Pensionskürzung 2026: So viel bleibt Bewohnern von Pflegeheimen.

Pensionskürzung 2026: So viel bleibt Bewohnern von Pflegeheimen
Pensionskürzung 2026: So viel bleibt Bewohnern von Pflegeheimen

Finanzielle Einschnitte für Heimbewohner: Die Regelungen im Detail

Nach Angaben von Novyny.live: Ab dem Jahr 2026 erhalten Rentner in der Ukraine, die in einer Einrichtung in vollständiger staatlicher Obhut leben, nur noch 25 Prozent ihrer eigentlichen Rente ausgezahlt. Diese gekürzten Zahlungen beginnen mit dem ersten Tag des Monats, der auf die Aufnahme in die Vollversorgung folgt. Diese Regelung stellt viele Betroffene vor erhebliche finanzielle Herausforderungen, da der verbleibende Betrag oft kaum für persönliche Bedürfnisse ausreicht.

Übersteigt die Höhe der Rente die Kosten der Unterbringung, hat der Rentner Anspruch auf eine Differenzzahlung. Allerdings darf der ausgezahlte Betrag auch in diesem Fall niemals weniger als 25 Prozent der vollen Pension betragen. Hat der Rentner nicht erwerbsfähige Familienangehörige, erhält er selbst die 25 Prozent. Der verbleibende Teil kann für den Unterhalt der Familie verwendet werden, jedoch maximal die Hälfte der Gesamtrente.
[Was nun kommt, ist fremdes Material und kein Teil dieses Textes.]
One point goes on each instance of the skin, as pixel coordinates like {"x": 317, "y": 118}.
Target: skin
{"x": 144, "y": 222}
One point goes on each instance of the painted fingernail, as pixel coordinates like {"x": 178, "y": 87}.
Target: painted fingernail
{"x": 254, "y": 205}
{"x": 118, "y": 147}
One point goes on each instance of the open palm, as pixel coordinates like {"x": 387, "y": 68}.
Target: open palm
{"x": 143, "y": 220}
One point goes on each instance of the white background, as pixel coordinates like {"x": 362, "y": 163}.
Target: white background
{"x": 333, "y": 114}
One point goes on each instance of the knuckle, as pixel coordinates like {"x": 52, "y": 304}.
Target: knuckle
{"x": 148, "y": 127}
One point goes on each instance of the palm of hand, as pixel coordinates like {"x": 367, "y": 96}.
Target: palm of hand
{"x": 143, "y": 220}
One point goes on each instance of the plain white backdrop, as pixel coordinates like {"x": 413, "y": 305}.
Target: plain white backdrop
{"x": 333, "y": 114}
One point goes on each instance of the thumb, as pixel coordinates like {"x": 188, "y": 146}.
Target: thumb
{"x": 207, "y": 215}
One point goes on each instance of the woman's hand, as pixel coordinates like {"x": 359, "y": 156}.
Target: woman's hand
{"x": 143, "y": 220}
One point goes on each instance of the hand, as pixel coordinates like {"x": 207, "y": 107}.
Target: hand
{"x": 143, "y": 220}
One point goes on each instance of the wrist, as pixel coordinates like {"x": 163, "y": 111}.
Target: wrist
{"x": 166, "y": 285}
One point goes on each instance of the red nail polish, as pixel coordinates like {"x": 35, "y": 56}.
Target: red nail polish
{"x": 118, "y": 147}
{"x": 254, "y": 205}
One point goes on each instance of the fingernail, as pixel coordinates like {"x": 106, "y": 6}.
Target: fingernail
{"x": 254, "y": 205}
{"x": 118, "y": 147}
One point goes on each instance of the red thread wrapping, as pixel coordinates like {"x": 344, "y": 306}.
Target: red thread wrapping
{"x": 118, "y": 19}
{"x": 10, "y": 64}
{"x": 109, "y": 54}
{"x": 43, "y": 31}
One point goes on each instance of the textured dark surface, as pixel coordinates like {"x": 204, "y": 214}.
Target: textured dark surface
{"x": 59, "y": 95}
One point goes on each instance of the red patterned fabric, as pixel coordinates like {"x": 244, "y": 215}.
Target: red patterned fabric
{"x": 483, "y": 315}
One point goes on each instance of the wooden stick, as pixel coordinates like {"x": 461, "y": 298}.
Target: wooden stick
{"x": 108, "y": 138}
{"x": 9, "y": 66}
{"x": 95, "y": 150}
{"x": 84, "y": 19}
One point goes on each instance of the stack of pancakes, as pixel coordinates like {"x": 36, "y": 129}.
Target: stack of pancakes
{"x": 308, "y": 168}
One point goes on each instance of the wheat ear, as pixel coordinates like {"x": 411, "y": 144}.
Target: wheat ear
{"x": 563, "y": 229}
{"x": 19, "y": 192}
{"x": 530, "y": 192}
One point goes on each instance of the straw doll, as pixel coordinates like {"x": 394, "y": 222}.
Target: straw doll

Ausnahmen von der Kürzungsregel

Für bestimmte Personengruppen gelten Ausnahmen: Sie beziehen ihre Rente in voller Höhe. Dies betrifft insbesondere Personen, deren Pension nach dem Gesetz 'Über Renten für besondere Verdienste um die Ukraine' festgesetzt wurde. Auch eine vorübergehende Abwesenheit aus der Einrichtung hat keine Auswirkung auf die Zahlung. Voll ausgezahlt wird zudem die Rente für Waisen aufgrund des Verlustes des Ernährers.

Die finanzielle Situation für Rentner in vollständiger staatlicher Fürsorge bleibt somit im Jahr 2026 angespannt. Die Regelungen sehen zwar strikte Kürzungen vor, gewähren aber auch Schutz für besonders vulnerable Gruppen.

Die deutliche Reduzierung der Altersbezüge sorgt in der Bevölkerung für Besorgnis, zumal die Lebenshaltungskosten kontinuierlich steigen. Es wird diskutiert, inwieweit der Staat die soziale Absicherung dieser Gruppe verbessern und durch ergänzende Sozialprogramme stabilisieren muss, da ihre finanzielle Autonomie stark eingeschränkt ist.